Multi-GPU Training

Multi-GPU Training#

EmbodiChain supports distributed RL training across multiple GPUs using PyTorch DistributedDataParallel (DDP).

One process per GPU: Each GPU runs an independent process via torchrun.
Independent components per rank: Each process creates its own environment, collector, buffer, and policy copy.
Gradient synchronization only: All ranks synchronize gradients after each PPO/GRPO update; no rollout all-gather.

Use torchrun with --nproc_per_node equal to the number of GPUs, and add --distributed:

torchrun --nproc_per_node=2 -m embodichain train-rl --config <config_path> --distributed

Example:

torchrun --nproc_per_node=2 -m embodichain train-rl --config configs/agents/rl/push_cube/train_config.yaml --distributed

No config file changes needed; device and gpu_id are overridden automatically per rank.

Use CUDA_VISIBLE_DEVICES to select which GPUs to use. The processes will see only these GPUs as cuda:0, cuda:1, etc.:

# Use GPU 0 and 1
CUDA_VISIBLE_DEVICES=0,1 torchrun --nproc_per_node=2 -m embodichain train-rl --config <config_path> --distributed

--nproc_per_node must equal the number of GPUs in CUDA_VISIBLE_DEVICES.

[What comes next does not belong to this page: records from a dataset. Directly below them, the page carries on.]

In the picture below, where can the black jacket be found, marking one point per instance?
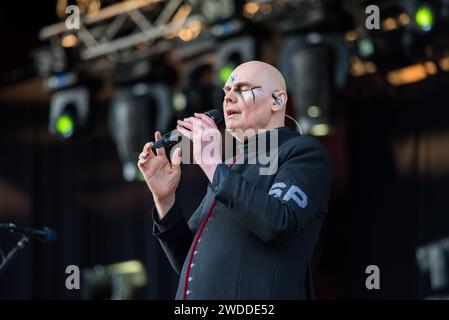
(252, 237)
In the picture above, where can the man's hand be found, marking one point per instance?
(206, 139)
(161, 176)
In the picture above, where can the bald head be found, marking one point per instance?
(249, 93)
(264, 72)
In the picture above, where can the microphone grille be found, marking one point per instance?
(215, 114)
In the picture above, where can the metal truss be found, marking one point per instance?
(126, 29)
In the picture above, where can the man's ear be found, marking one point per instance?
(280, 100)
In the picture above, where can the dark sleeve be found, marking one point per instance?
(300, 192)
(175, 235)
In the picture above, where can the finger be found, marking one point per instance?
(206, 119)
(148, 148)
(143, 155)
(159, 151)
(185, 132)
(186, 124)
(142, 162)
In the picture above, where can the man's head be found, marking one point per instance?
(255, 98)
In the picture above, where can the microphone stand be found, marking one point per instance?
(14, 251)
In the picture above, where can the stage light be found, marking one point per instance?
(69, 111)
(407, 75)
(135, 112)
(444, 64)
(314, 111)
(65, 125)
(322, 60)
(365, 47)
(424, 18)
(320, 130)
(69, 40)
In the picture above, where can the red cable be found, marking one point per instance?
(186, 280)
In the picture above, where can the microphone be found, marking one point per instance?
(172, 137)
(45, 234)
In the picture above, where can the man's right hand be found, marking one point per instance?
(161, 176)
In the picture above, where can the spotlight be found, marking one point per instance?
(424, 18)
(314, 66)
(69, 111)
(135, 112)
(141, 105)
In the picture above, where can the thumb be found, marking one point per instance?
(176, 158)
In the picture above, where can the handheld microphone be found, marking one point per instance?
(172, 137)
(45, 234)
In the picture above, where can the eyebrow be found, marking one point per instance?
(237, 84)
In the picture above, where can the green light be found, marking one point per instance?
(225, 73)
(65, 126)
(424, 18)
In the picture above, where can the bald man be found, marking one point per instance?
(253, 235)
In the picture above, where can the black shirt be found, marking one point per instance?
(252, 237)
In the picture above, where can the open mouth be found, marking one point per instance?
(231, 113)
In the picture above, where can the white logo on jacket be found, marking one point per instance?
(293, 193)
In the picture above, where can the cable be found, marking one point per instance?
(296, 122)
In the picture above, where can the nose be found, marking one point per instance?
(230, 97)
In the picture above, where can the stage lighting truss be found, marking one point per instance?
(413, 38)
(133, 29)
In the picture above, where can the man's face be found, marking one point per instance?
(247, 100)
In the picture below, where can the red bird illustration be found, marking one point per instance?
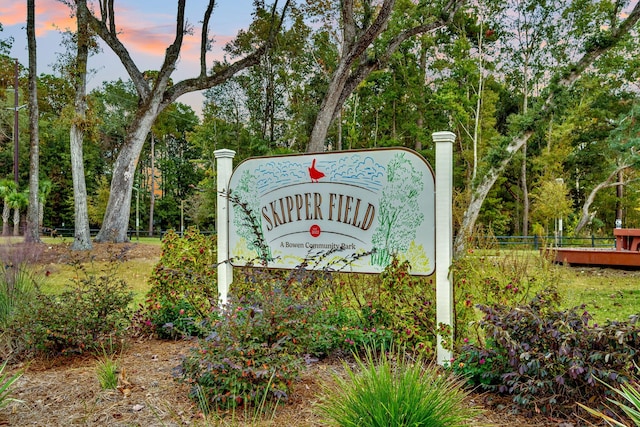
(314, 173)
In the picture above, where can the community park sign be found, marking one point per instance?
(349, 211)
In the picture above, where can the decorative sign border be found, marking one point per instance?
(344, 211)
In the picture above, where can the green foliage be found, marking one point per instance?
(335, 327)
(394, 390)
(506, 278)
(18, 286)
(555, 357)
(93, 311)
(107, 371)
(183, 289)
(249, 354)
(627, 398)
(480, 366)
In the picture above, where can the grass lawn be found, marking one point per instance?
(609, 294)
(135, 270)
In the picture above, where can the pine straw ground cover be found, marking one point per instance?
(66, 391)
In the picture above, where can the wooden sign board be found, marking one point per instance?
(346, 211)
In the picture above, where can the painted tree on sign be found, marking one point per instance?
(246, 208)
(399, 215)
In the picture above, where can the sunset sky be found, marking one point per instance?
(147, 28)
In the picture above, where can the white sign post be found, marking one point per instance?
(343, 211)
(444, 239)
(224, 169)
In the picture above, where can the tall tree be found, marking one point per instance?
(17, 201)
(155, 95)
(7, 187)
(358, 58)
(32, 232)
(82, 234)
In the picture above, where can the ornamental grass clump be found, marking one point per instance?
(392, 389)
(6, 381)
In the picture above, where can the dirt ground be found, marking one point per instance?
(66, 391)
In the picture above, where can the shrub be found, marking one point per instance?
(481, 366)
(92, 312)
(394, 390)
(183, 289)
(398, 302)
(555, 357)
(336, 327)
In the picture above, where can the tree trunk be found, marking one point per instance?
(586, 215)
(6, 214)
(32, 231)
(525, 192)
(16, 221)
(619, 196)
(82, 234)
(152, 194)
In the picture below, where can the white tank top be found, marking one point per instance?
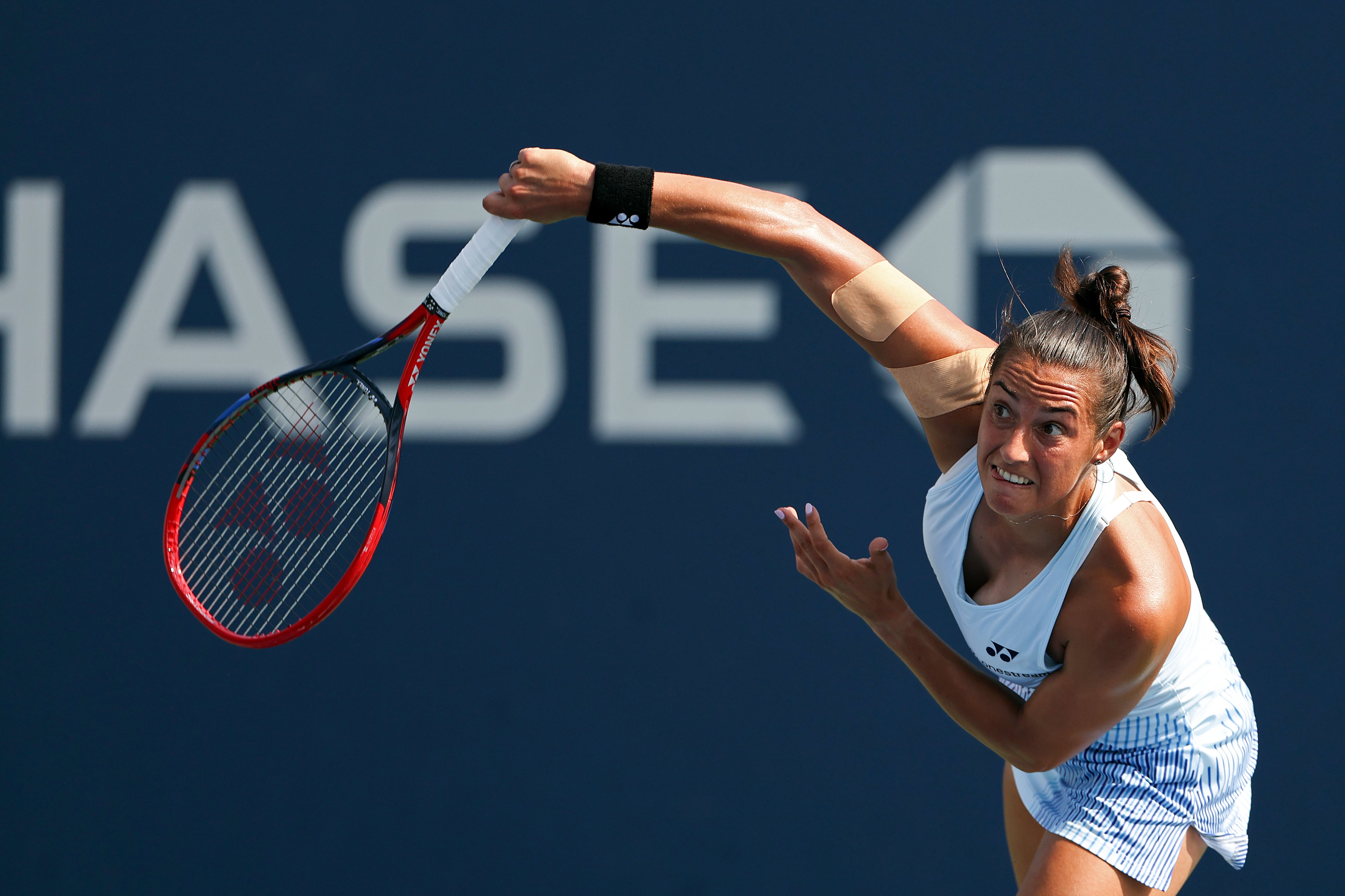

Device: Each rank uses cuda:{local_rank}; the simulation and policy run on the assigned GPU.
Seeds: Each rank uses seed + rank for different rollout diversity.
Total steps: Scaled by world_size; e.g., 2 GPUs collect twice as many steps per iteration.
Logging: Only rank 0 writes to TensorBoard, WandB, and console.
Episode stats: episode_reward_avg_100 and episode_length_avg_100 are aggregated across all ranks via all_gather for accurate global metrics.
Evaluation: Only rank 0 creates and runs the evaluation environment.
Checkpoints: Only rank 0 saves; the underlying policy state (without DDP wrapper) is stored.